Au moment même où il devient de plus en plus difficile de donner une cohérence et une analyse logique à la campagne présidentielle, au moment où le brouillard rend illisible le paysage politique proposé, on peut toujours offrir le classique du constat : un Front National conquérant, une droite qui se voyait victorieuse et qui se trouve dûment déstabilisée par la lancinante affaire Fillon, deux gauches antagonistes au bord de la conversation - mais l'alliance se fera-t-elle ? - plus de candidat écologiste - pour la première fois depuis 1974 - un objet politique en cours d'identification - avec le ralliement de Bayrou - le mouvement "En marche" d'Emmanuel Macron. On peut aussi tirer d'utiles leçons de la lecture de l'ouvrage du politologue Brice Teinturier, intitulé tout simplement mais explicitement "Plus rien à faire, plus rien à foutre", soit en résumé une nouvelle typologie de la classe politique et du paysage électoral désormais dénommé "PRAF". Mais "plus rien à faire ou à foutre" de quoi ? D'une parole et d'un discours publics démonétisés, de jeux politiques artificiels et surannés, d'un système démocratique privé de sens et d'efficience. Ainsi après un quart de siècle, de 1982 à 2007, la déception s'est durablement installée avec la non-réalisation de la promesse mitterrandienne de "changer la vie" et du fameux engagement chiraquien de réduction de la "fracture sociale". Et le Front National d'asseoir sa propagande, son prosélytisme et ses succès électoraux sur les désillusions nées de l'absence de tenue de ces promesses au point de dénoncer "l'UMPS" et le "système" (comme le montre d'ailleurs un excellent film politique, "Chez nous", qui analyse le phénomène FN et sa résistible ascension).

 

C'est une réaction contre la marchandidation accélérée de la société, l'érosion des valeurs communes capables de transcender l'individualisme triomphant

 

Faute de résultats dans la guerre contre le chômage et la résolution des problèmes lancinants qui minent le pays, la violence, les territoires de non-droit, l'insécurité ont conduit à deux phénomènes selon Brice Teinturier : 1/ La progression fulgurante du FN donné à 30% des intentions de vote (certains craignent que Marine Le Pen ne soit notre Trump national) ; 2/ "Une autre secousse souterraine mais tout aussi importante, la naissance dans l'opinion du plus rien à faire (PRAF) vis-à-vis de la politique". B. Teinturier ajoute : "Le PRAF ne se réduit pas à la défiance et ne se manifeste pas toujours par la colère. Il est même souvent silencieux et presque invisible ... Dans la déception, il y a encore de la relation. Dans le détachement c'est la relation même qui se décompose.

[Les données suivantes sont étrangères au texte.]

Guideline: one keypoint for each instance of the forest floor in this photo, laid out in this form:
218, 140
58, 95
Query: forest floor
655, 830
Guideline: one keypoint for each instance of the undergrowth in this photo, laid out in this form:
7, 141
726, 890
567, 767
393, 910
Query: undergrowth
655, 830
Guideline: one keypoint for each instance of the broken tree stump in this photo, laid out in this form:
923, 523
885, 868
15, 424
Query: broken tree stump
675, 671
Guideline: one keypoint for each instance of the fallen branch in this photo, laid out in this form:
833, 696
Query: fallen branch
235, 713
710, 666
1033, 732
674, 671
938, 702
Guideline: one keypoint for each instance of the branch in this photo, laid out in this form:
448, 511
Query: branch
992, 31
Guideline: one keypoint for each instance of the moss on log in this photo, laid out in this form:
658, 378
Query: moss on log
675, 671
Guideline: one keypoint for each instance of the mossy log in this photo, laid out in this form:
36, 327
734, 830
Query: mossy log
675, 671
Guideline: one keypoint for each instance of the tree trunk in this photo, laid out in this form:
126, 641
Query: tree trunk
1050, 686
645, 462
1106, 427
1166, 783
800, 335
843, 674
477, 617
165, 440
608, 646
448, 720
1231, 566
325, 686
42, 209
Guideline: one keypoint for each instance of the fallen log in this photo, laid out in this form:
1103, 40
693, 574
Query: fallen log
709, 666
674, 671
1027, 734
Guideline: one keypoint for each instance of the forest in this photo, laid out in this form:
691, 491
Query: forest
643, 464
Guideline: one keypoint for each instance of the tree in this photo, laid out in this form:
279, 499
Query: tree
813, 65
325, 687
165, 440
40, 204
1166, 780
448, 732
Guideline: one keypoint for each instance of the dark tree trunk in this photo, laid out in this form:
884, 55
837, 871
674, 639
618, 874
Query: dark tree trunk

Le divorce est alors consommé et la rupture définitive". Les enquêtes d'IPSOS sont, par leurs chiffres, malheureusement très éclairantes. Interrogés sur leur attitude envers la politique, 18% des français expriment un sentiment positif (passion, intérêt, espoir) mais sur les 82% restants, 40% parlent de déception, 13% de colère, 20% de dégout et 9% d'indifférence. Les "PRAFistes" se trouvent parmi les 29% de dégoutés et d'indifférents. Par ailleurs, 27% des français déclarent qu'ils étaient intéressés, par le passé, par la politique, 32% répondent aujourd'hui (en hausse de 8 points en trois ans !) que d'autres systèmes politiques peuvent être aussi bons que la démocratie. Ainsi entre le quart et le tiers des français ont ainsi basculé dans le "PRAFisme" : c'est une réaction contre la marchandisation accélérée de la société, l'érosion des valeurs communes capables de transcender l'individualisme triomphant, la crise de la vertu publique et l'exemplarité des dirigeants ; il y a aussi les mutations de l'information qui fragmentent l'audience incitant à "l'indécence, l'insignifiance, au racolage informationnel". A quoi s'ajoutent : la crise de l'efficience politique, la vacuité du contenu, la crise de la représentation, le sentiment pour le citoyen de n'être pas et plus écouté, l'illisibilité de la scène politique brouillée par la superposition de trois clivages (gauche-droite, peuple-élites, ouvert-fermé). La "PRAF" attitude est au cœur des prochaines présidentielles, de la campagne comme di résultat. Reste dès maintenant à combattre ce mouvement de déréliction politique et démocratique en prenant garde à ce que le "PRAFisme" ne dégénère au point de mettre en péril la République.